The church of Mar-Mina in the village of Ezbet Yacoub in Samalout, Minya, some 250km south of Cairo, has been opened for prayers after little less than four months of forced closure for security reasons. The first Mass was held there on Sunday 7 December following a decision by Minya Governor Salah Ziyada to reopen the church.
Even though the service was held in a building of yet unpainted brick walls and no pews or benches to accommodate the worshippers, the congregation was elated at being able to pray in a church of their own.
No more than one church
Mar-Mina’s was closed last August when rumours circulated in the village claiming that another church was being built, a claim which infuriated the Muslim villagers. According to Father Metta’os Matta of Mar-Mina’s, there had been no church in the village so, in February this year, the Copts started building Mar-Mina’s. “Building went on peacefully,” Fr Metta’os told Watani. “The Muslim villagers made no trouble whatsoever till, last July, a rumour circulated in the village that the Copts were building yet another church. The Muslims went into a rage and began attacking us with violence. At this point, we decided to stop construction work for the sake of peace in the village.
“We resumed construction in August,” Fr Metta’os said, “but the Muslims again violently attacked us and there were riots in the village. The police arrested 29 young Coptic men and four Muslims. But Samalout Bishopric and the Muslim village elders intervened and it was decided that construction would be resumed once we got the necessary permits. We finally got these on 18 November and went on with completing construction of the building and staircase.
“The church serves some 120 extended families,” he said.

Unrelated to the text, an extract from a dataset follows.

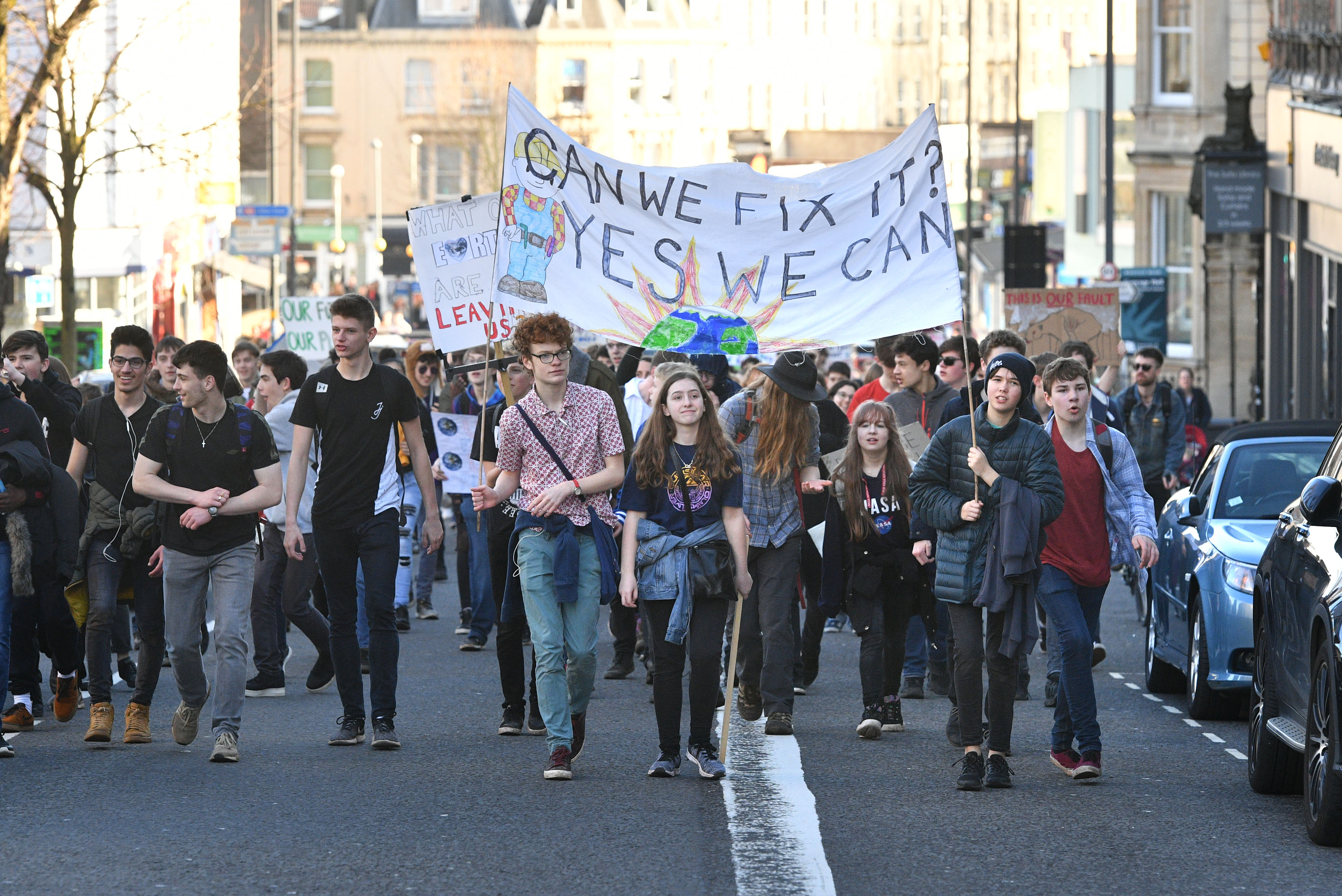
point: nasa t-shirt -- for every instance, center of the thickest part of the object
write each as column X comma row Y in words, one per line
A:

Mar-Mina’s is the second church in Samalout that reopens after closure for security reasons—a phrase commonly used to denote the forced closure of a church because of violent attacks by extremist Muslims. But another four churches and a community service centre in the same parish remain closed and await permission to reopen.
Banned from worship
The Copts of the village of Naj Rizg Shenouda in Sohag, some 450km south of Cairo, are not as lucky; they have yet to be able to build their own church. All efforts to obtain official licence to build a church in the Naj have failed since as far back as 1965. Back then, a wealthy Copt known as Megaddis Greiss donated money to build a mosque and a church. The mosque was quickly erected, but until this day the village extremist Muslims have refused to allow a church to be built.
As the village congregation swelled, the Copts resorted to holding a weekly Mass in the village homes; a priest came from outside the village to perform this service every week.
The Coptic villager Horus Samuel told Watani that the Coptic owners of four adjacent houses—village houses in Egypt are very tiny; in this case the four houses made up a ground area of barely 200 square metres—pulled down the walls separating them to turn the area into a church. “But one of the homes was very old and dilapidated to the point of threatening the lives of the worshippers,” Mr Samuel said, “and we had to pull it down and rebuild it. That was right after the Arab Spring uprising in 2011. The Muslim villagers attacked us and shot at the construction workers, so the police came in and blockaded the house that was under construction, and declared it off-limits. So we continued to pray in the other three houses, even though part of the area is unroofed.
“As the cold weather came in we tried to get some plastic covers to shield the worshippers from the bitter winter wind and occasional rain, but we were again attacked.”
Is this what we get?
Mr Samuel angrily said that that was the fifth attack the Islamists waged against the ‘church’ this year. “The police do nothing,” he said. “They merely look on, as though in complicity. They don’t even catch any Muslim for carrying unlicensed guns, which they all do.”
“There are some 3000 Copts in our village,” he said. “We are good citizens and have taken part in all the elections and performed our national duty perfectly. Is this what we get in return? We are not given licence to build a church, neither are we allowed to pray in our homes. Is this the freedom of belief we voted for? Is the State incapable of allowing some 3000 Copts a place to worship in?”